Every institution strives to reduce medical mistakes such as clinical documentation errors, but some have been more successful than others. Medical records processes, formats and even definitions are inconsistent from one organization to the next. A recent Bloomberg piece argued in favor of a national reporting system using uniform definitions and standards for clinical documentation, suggesting that public accounting would give hospitals a greater incentive to institute checklists, communication protocols and other safeguards.
Sources of Clinical Documentation Errors
At present, however, each institution is on its own. Some states mandate reporting of certain types of errors, but generally not the recordkeeping that identifies them. For best practices in avoiding clinical documentation errors, we looked to the National Quality Forum’s Safe Practices for Better Healthcare.
Some of the key areas identified as opportunities for information-related patient care errors included:
- Inability of multiple caregivers to provide the highest quality care when there is not consistent sharing of complete and accurate information;
- Absence of outside records such as emergency room visit reports from paper medical records; and
- The use of non-standard abbreviations and inconsistent prescribing rules, increasing the likelihood of error.
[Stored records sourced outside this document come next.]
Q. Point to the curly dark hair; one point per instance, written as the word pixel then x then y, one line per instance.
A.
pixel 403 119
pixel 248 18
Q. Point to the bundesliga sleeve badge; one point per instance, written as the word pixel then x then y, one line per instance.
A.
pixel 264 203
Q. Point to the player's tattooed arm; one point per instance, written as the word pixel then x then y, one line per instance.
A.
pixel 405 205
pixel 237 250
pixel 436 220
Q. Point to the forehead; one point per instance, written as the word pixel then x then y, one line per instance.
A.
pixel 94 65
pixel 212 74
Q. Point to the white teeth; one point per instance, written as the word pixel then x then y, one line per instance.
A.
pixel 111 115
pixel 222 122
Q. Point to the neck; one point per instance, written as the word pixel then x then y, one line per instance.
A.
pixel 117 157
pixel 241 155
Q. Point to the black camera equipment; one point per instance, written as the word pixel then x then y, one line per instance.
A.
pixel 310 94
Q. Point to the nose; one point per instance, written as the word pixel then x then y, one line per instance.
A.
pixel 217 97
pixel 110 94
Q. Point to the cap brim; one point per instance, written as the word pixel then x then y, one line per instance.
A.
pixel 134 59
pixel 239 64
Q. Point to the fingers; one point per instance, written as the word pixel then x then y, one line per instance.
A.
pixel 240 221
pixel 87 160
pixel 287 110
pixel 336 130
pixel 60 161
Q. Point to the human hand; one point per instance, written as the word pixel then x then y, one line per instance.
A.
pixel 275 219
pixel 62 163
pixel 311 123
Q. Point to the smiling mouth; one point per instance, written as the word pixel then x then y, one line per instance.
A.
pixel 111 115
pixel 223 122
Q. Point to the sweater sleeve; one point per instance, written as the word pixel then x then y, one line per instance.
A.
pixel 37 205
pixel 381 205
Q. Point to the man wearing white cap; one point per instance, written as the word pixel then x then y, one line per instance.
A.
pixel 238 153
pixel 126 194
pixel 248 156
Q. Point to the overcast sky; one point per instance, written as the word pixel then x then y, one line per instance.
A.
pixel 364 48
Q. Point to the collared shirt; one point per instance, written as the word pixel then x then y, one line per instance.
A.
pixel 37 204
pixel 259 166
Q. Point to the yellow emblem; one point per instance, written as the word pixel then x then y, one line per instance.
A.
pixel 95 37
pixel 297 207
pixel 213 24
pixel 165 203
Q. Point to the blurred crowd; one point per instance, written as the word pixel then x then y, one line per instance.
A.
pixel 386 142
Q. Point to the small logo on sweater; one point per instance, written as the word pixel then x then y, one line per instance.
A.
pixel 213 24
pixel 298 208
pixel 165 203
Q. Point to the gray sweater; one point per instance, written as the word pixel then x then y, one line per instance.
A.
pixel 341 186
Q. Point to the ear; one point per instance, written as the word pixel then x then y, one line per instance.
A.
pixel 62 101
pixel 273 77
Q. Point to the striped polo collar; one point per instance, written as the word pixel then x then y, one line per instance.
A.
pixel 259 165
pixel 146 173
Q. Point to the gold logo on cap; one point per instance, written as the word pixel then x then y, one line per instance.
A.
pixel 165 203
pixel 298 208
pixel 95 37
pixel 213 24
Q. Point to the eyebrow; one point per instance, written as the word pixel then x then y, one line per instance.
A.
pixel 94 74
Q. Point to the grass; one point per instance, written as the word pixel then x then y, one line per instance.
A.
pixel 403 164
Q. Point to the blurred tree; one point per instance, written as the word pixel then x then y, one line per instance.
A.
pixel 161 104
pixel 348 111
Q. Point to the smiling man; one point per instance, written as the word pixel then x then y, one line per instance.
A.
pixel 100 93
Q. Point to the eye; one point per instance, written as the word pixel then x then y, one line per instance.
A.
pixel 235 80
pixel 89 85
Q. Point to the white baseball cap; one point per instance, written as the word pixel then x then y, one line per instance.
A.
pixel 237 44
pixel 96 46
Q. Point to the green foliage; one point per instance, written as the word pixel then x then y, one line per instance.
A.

In other words, when complete information is not promptly, clearly and accurately conveyed to all parties, the patient is at risk. Lapses in such clear communication can occur when clinical documentation errors occur, when important data is omitted or when information is simply not transferred to the appropriate providers in a timely manner.
Just a few of the suggested solutions include:
- Developing a thorough understanding of the workflow and care process systems, then considering technology-based reporting solutions to close the information loops;
- Instituting processes to help ensure patient follow-up and testing; and
- Implementing measurement processes to track information hand-off failure rates.
Complete solutions will require coordination of several efforts, such as improved clinical documentation practices; better hand-off execution and tracking; implementation of checklists, training and other standardization efforts and efficient use of technology. However, each step has the potential to improve outcomes. For example, a reduction in clinical documentation errors through technology results in better information passing into the hands of subsequent caregivers, leading to higher-quality follow-up care. Likewise, clear and reliable processes for handing off information to successor providers will empower those clinicians to both follow established care plans and to make better decisions and diagnoses as care evolves.
The best hospitals recognize that improving patient outcomes is a multi-faceted process that requires reliable and complete clinical documentation both for immediate patient care and in order to assess and improve procedures.